The internet truly was full of hidden dragons and crouching tigers.
The subsequent replies gave Harvey an even deeper understanding of the genius-level intellect of netizens.
[May good people live a peaceful life. But why does this link require payment? And it costs 5 bucks per download? You damn profiteer, why don't you just go rob a bank?]
Some netizens saw a business opportunity. With a super-hot trending topic like this, not riding the wave to make a quick buck would simply be a disservice to their own souls.
[Guys, I also have the link to the restored video here. It only costs two dollars to download!]
[Two bucks won't buy you a loss, won't buy you a scam, but it will buy you the explosive, untold story behind Iron Man's closed doors...]
[Brothers, why aren't you moving your little hands and giving the author a follow?]
[I also have the link to the restored video, and it's the best value for money—only $0.99!]
There were also some insightful replies.
[Is no one concerned about how the video uploader managed to film a video involving a celebrity's extreme privacy in the first place?]
[Judging from the camera angle, the uploader was standing right there in the room. There's also slight camera shake, so it must have been filmed with a handheld DV camcorder.]
[At such a close distance, it's impossible for Ms. Potts not to have noticed.]
[Thinking about it is terrifying. Is all this a distortion of human nature or a degradation of morality?]
At this moment, hundreds of replies were refreshing every few minutes.

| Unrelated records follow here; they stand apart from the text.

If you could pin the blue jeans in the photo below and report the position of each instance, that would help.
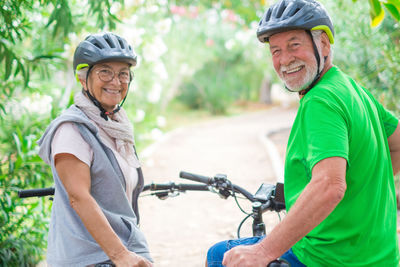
(215, 254)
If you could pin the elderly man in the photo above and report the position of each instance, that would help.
(342, 153)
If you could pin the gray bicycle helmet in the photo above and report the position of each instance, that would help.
(288, 15)
(98, 48)
(102, 47)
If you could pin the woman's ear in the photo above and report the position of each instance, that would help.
(83, 83)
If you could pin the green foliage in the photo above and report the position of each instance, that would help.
(377, 11)
(33, 48)
(23, 223)
(370, 55)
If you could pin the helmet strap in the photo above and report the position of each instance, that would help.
(103, 113)
(319, 72)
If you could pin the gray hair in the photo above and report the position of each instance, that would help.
(317, 38)
(82, 73)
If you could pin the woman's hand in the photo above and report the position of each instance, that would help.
(131, 259)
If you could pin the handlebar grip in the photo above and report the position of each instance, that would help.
(196, 177)
(40, 192)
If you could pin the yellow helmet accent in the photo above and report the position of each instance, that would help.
(327, 30)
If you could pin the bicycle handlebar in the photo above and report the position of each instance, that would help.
(196, 177)
(172, 186)
(219, 181)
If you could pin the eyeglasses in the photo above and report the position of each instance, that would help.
(107, 75)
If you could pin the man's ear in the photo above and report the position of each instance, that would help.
(325, 44)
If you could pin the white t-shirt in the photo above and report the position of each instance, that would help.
(67, 139)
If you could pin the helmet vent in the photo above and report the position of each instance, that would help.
(121, 44)
(109, 42)
(97, 45)
(281, 9)
(297, 10)
(268, 16)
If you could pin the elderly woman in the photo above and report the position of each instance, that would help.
(96, 172)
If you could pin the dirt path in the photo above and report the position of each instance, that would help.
(180, 230)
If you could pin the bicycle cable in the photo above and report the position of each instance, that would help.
(240, 225)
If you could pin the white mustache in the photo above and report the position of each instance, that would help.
(292, 66)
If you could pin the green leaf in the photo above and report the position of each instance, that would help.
(393, 10)
(376, 12)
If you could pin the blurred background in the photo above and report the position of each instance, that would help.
(197, 59)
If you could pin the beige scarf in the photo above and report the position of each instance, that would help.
(119, 128)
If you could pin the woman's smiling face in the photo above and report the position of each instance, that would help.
(109, 93)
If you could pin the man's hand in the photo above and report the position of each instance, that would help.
(246, 256)
(131, 259)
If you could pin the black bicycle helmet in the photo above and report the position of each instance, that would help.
(102, 47)
(286, 15)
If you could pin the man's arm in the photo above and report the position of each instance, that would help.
(319, 198)
(75, 176)
(394, 147)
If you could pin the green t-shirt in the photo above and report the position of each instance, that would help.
(339, 118)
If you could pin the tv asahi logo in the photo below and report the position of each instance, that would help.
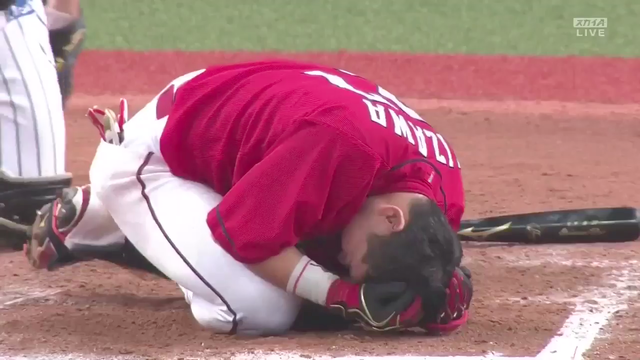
(593, 27)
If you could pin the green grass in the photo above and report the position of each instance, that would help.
(530, 27)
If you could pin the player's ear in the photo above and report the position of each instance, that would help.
(393, 217)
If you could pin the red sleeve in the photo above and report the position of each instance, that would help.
(310, 180)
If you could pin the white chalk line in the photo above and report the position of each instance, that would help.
(592, 313)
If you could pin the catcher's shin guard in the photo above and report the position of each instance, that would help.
(20, 198)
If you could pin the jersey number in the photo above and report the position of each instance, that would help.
(378, 115)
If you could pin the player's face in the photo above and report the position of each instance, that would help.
(375, 218)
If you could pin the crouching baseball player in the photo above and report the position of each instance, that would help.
(218, 179)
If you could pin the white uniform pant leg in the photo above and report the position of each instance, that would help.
(164, 217)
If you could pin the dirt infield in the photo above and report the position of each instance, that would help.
(531, 302)
(513, 162)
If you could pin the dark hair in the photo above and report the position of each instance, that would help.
(424, 254)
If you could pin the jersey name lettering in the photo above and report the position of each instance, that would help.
(427, 141)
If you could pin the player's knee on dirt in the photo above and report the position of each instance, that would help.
(269, 314)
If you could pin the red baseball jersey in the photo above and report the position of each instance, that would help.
(295, 149)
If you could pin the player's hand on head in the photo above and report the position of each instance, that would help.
(455, 312)
(377, 306)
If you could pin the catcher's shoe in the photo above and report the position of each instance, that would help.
(109, 125)
(54, 222)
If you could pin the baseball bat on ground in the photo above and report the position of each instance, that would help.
(619, 224)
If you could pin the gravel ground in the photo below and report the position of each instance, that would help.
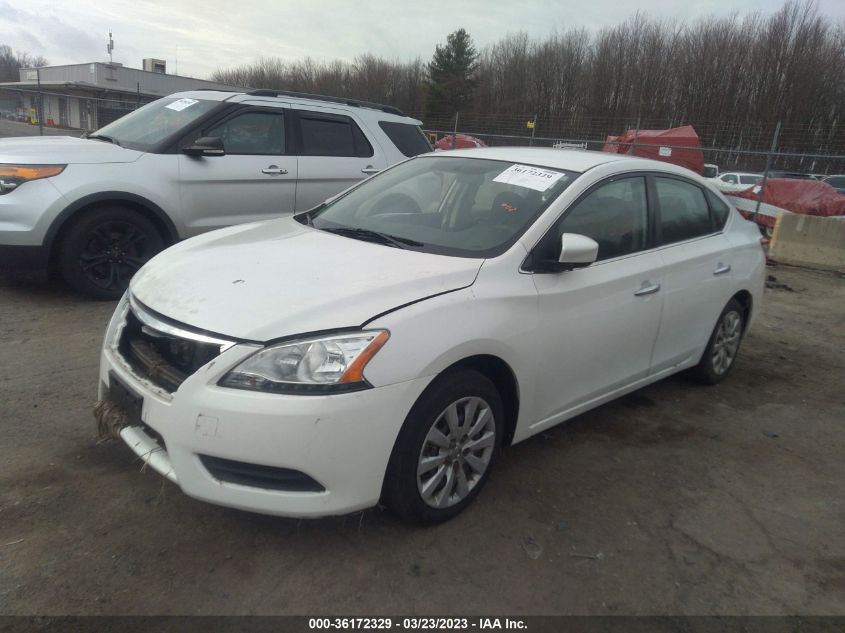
(678, 499)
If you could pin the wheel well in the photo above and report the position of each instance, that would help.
(165, 231)
(502, 376)
(743, 297)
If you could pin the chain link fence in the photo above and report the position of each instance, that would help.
(732, 145)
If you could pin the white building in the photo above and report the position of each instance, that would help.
(88, 96)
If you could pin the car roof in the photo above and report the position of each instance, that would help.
(578, 160)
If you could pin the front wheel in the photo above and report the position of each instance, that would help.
(104, 247)
(446, 448)
(723, 346)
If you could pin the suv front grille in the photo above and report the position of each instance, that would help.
(163, 357)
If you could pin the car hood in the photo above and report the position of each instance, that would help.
(34, 150)
(279, 278)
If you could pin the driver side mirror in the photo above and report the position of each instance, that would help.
(577, 251)
(206, 146)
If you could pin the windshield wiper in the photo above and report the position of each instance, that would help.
(369, 235)
(104, 137)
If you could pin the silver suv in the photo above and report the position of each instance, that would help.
(96, 208)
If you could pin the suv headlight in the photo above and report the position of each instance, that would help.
(12, 176)
(328, 364)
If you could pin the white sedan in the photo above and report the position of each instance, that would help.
(363, 351)
(736, 181)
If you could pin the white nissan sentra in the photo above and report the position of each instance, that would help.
(387, 344)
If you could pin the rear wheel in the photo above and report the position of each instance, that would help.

The netizens' enthusiasm for discussion was red-hot.
And after the restored uncensored video appeared, it forcefully drove up the real-time visitor traffic of major online media platforms by a massive margin.
To put it plainly, in just a few short minutes, over tens of millions of netizens learned the explosive news that Iron Man had been cucked.
If official powers didn't step in and the video was allowed to continue fermenting, in a few more hours, probably hundreds of millions of people would know the other side of Pepper Potts.
But suddenly, all information regarding this video on the internet was completely wiped clean by an invisible black hand.
Harvey didn't even need to think to know who it was. To possess such massive influence and force major mainstream internet platforms to delete posts...
Besides S.H.I.E.L.D., there was only Tony Stark, the richest man in the world.
"I really want to know what Tony Stark's face looks like right now. Now that he's reached this true moment that tests love."
"Will he fly into a murderous rage? Or will he pretend nothing happened and calmly accept all of his lover's flaws?"
Harvey was extremely curious about this.
As the saying goes, if you want a passable life, you've got to wear a little green on your head.
But he absolutely didn't think that with Tony Stark's conceited and arrogant personality, he could tolerate his woman messing around and getting fucked by other men outside.
Even though it was consensual, with Pepper having this kind of dark history, could Tony Stark really just brush it off with a 'it's okay', forgive her, and become a Teenage Mutant Ninja Turtle?
Harvey was still pondering the answer when a sudden, roaring sonic boom approached from the distance.
"Speak of the devil, and he shall appear!"
A long white trail streaked across the horizon as the thick clouds were torn open by a gold-and-red object flying at high speed.